Entrepreneurship isn’t always easy, but the rewards can make it well worth the effort.
Each GitHub’s three cofounders now has more Microsoft stock than Microsoft CEO Satya Nadella. Microsoft had yesterday announced that it was acquiring GitHub for $7.5 billion (Rs. 50,000 crore). Around half this amount will pass through to GitHub’s cofounders, who have all become billionaires after the deal.
GitHub’s three cofounders — Tom Preston-Werner, Chris Wanstrath and PJ Hyett — will each receive approximately 12.3 million Microsoft shares, reports Bloomberg. Microsoft CEO Satya Nadella, who’s been with the company for 26 years, and has been its CEO for the last 4, only has about 1/10th the stock as each of the GitHub founders will now receive. The GitHub founders will also have around 14 times the stock holdings of Microsoft President Brad Smith. Among the company’s insiders, their stock holdings would be only next to Microsoft founder Bill Gates, who holds 1.34% of the company.

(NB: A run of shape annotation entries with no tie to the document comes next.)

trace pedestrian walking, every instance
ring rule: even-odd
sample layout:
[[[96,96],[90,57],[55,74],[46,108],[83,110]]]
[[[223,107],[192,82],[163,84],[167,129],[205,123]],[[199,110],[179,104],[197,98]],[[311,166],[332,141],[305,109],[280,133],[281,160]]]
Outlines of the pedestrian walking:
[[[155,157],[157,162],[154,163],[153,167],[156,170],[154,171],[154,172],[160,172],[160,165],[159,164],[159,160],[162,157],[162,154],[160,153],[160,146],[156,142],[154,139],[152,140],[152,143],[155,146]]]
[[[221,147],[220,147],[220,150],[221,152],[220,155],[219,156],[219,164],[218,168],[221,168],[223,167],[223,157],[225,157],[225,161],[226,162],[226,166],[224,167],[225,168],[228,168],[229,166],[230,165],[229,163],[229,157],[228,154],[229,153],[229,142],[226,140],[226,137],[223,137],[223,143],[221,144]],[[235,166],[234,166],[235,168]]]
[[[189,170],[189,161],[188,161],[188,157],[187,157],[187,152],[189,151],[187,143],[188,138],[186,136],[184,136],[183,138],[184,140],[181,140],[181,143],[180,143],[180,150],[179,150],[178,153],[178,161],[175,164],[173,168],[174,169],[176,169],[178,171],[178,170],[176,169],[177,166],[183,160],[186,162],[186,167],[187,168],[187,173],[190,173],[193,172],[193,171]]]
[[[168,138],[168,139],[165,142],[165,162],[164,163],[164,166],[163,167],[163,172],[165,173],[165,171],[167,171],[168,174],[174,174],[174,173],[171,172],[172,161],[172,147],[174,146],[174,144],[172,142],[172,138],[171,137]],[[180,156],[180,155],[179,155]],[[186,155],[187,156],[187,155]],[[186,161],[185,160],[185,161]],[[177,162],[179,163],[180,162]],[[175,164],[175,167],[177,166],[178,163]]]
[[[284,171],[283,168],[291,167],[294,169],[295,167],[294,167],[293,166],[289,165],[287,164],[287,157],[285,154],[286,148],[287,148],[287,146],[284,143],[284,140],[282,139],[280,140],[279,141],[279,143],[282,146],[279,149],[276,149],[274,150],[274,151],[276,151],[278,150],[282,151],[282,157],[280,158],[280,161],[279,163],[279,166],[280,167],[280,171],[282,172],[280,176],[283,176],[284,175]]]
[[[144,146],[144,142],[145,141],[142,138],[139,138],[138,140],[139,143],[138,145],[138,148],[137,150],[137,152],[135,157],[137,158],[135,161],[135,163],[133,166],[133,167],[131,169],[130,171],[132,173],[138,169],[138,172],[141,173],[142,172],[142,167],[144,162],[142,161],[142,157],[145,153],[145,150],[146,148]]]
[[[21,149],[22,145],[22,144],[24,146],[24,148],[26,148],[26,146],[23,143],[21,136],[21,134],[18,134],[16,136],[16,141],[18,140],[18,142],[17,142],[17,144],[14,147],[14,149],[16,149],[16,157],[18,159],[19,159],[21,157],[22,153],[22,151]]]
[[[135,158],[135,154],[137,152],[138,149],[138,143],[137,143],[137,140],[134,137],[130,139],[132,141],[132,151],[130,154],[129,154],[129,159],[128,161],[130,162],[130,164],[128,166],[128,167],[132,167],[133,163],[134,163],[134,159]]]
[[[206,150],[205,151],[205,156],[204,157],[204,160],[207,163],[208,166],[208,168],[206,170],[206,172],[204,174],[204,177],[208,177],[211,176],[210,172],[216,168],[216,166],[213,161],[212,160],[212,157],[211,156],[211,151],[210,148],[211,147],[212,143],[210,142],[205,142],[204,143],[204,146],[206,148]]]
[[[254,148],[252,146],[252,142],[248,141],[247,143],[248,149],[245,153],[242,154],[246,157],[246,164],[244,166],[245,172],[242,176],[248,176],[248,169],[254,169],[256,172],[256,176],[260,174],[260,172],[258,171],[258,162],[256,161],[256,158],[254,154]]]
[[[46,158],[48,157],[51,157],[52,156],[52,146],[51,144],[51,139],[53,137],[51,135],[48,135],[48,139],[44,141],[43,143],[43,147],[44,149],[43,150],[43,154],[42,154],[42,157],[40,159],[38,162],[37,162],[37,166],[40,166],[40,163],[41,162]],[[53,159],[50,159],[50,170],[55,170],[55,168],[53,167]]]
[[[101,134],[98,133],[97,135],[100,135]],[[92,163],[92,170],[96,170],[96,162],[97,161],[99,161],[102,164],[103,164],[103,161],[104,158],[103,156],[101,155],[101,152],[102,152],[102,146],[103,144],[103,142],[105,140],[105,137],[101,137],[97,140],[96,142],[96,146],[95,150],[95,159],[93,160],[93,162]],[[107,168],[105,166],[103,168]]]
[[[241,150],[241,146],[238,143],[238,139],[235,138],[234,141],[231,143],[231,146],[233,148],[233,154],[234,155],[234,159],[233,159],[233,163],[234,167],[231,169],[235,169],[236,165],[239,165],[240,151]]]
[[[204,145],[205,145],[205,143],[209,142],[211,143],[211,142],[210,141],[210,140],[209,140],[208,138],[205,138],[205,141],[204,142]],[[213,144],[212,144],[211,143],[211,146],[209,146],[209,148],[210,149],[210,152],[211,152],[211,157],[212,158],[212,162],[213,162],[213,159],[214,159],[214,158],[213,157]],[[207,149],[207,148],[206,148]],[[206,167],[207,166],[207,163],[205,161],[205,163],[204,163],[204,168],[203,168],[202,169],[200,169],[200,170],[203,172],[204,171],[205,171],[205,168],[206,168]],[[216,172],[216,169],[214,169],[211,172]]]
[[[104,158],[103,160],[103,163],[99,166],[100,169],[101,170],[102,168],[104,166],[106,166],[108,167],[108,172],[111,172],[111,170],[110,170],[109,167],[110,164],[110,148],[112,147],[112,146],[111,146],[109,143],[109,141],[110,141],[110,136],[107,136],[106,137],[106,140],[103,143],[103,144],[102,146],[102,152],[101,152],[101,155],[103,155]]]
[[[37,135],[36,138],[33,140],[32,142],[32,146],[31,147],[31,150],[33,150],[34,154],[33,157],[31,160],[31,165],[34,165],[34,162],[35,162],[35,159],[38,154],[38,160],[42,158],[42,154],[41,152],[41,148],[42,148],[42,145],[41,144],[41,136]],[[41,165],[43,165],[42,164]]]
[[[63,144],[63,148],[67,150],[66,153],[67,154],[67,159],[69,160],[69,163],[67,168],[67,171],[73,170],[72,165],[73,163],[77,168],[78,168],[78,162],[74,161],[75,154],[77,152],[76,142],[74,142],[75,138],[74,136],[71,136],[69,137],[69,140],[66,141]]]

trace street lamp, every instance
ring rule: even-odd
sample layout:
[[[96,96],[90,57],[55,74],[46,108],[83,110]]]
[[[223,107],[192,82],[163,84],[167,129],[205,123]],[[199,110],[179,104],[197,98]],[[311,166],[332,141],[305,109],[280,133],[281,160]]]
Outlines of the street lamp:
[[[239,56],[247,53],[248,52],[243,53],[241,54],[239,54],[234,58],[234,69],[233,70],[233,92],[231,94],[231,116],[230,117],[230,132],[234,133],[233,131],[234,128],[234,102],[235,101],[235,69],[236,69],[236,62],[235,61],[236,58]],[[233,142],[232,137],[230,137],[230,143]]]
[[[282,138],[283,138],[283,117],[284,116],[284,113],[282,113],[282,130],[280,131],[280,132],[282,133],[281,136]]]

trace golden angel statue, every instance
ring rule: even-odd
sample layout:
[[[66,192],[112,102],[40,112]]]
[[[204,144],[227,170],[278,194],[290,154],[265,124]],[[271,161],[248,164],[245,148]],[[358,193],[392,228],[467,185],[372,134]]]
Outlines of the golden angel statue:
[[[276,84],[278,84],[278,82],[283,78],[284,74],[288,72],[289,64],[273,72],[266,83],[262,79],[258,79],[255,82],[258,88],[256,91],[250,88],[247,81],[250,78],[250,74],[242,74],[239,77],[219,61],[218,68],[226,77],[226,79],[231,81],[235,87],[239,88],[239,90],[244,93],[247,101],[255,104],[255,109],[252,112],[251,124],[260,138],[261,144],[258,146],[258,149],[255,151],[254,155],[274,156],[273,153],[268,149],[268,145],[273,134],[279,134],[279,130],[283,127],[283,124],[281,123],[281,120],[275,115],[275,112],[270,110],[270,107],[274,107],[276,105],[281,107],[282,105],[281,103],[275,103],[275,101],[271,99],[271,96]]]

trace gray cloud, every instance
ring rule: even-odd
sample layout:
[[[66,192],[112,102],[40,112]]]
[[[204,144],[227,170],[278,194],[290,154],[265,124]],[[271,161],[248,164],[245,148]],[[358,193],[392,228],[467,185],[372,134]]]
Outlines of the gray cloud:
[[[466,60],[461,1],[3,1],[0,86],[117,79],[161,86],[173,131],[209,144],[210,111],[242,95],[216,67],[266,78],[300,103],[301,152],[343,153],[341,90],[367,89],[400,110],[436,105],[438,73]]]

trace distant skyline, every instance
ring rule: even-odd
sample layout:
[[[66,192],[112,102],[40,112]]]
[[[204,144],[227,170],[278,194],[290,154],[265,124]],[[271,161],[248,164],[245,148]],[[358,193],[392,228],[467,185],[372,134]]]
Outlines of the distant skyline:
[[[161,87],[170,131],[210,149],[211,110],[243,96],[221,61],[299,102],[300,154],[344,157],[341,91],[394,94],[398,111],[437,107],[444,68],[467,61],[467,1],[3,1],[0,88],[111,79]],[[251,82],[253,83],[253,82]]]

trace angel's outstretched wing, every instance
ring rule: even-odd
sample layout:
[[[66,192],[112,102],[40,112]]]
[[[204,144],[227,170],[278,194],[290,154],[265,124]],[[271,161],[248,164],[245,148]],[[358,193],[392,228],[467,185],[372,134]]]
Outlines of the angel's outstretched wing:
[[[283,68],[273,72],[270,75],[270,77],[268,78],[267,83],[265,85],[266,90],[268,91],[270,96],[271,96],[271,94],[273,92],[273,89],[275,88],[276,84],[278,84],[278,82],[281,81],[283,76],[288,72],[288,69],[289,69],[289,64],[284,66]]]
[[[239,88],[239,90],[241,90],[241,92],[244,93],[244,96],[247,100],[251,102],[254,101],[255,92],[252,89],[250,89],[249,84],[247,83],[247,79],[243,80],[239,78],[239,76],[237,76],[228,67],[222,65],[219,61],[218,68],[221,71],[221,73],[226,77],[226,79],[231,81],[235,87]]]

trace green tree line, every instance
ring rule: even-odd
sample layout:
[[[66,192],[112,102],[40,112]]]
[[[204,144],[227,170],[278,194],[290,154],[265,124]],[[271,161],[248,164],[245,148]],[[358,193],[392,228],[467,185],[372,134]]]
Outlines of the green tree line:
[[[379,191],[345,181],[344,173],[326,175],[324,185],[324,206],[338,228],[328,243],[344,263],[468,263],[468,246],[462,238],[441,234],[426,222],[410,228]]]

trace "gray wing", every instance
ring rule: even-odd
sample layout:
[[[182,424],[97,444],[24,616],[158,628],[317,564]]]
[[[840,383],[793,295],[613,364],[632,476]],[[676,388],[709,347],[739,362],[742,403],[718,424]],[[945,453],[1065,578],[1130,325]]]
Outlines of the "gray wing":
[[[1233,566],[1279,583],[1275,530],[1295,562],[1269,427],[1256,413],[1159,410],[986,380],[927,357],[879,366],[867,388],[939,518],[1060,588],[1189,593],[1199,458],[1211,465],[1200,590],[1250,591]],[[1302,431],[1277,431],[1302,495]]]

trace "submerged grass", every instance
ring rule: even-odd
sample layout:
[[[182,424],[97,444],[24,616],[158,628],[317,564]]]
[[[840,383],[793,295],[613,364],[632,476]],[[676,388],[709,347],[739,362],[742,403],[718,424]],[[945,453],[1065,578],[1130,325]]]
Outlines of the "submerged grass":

That’s a pretty impressive outcome for GitHub, which had started off as a weekend project in 2008. Chris Wanstrath and Tom Preston-Werner, who were coders in Silicon Valley, had been hanging out at a sports bar after a local Ruby meetup, when Preston-Werner had an idea about a git hosting site which would allow users to collaborate on code. “It started more out of necessity than anything else: we both loved git but there was no acceptable way to share code with others,” said Wanstrath in a later interview. They began meeting on Saturdays to build the site piece-by-piece. When the basics were in place, they started using the site themselves at their day job. Soon they launched a free public beta for their friends, and it managed to quickly garner lots of users. Wanstrath, who was then working on a startup he’d cofounded with PJ Hyett, then quit his startup and got Hyett to join GitHub as a cofounder.
As GitHub grew, it started attracting the attention of some big-name investors. In 2010, GitHub raised a Series A round led by Andreesen Horowitz, and Sequoia Capital came on for its Series B. But even as GitHub began being used by millions of developers worldwide, it started experiencing some growing pains — in 2014, Preston-Werner resigned from GitHub when an internal investigation concluded that he and his wife had harassed an employee. In 2017, Wanstrath, who’d become CEO, was replaced and made executive chairman. GitHub was also not making money, with losses of $66 million in 2016.
But Microsoft’s $7.5 billion acquisition will sooth over any troubles that GitHub might’ve had. Even with its employee retention and management issues, GitHub had 28 million users, and nearly 500 million repositories of code. That means that its cofounders have been generously rewarded for their efforts — through what began as a weekend project, they’re now billionaires, and hold more stock in the world’s fourth most valuable company than the CEO himself.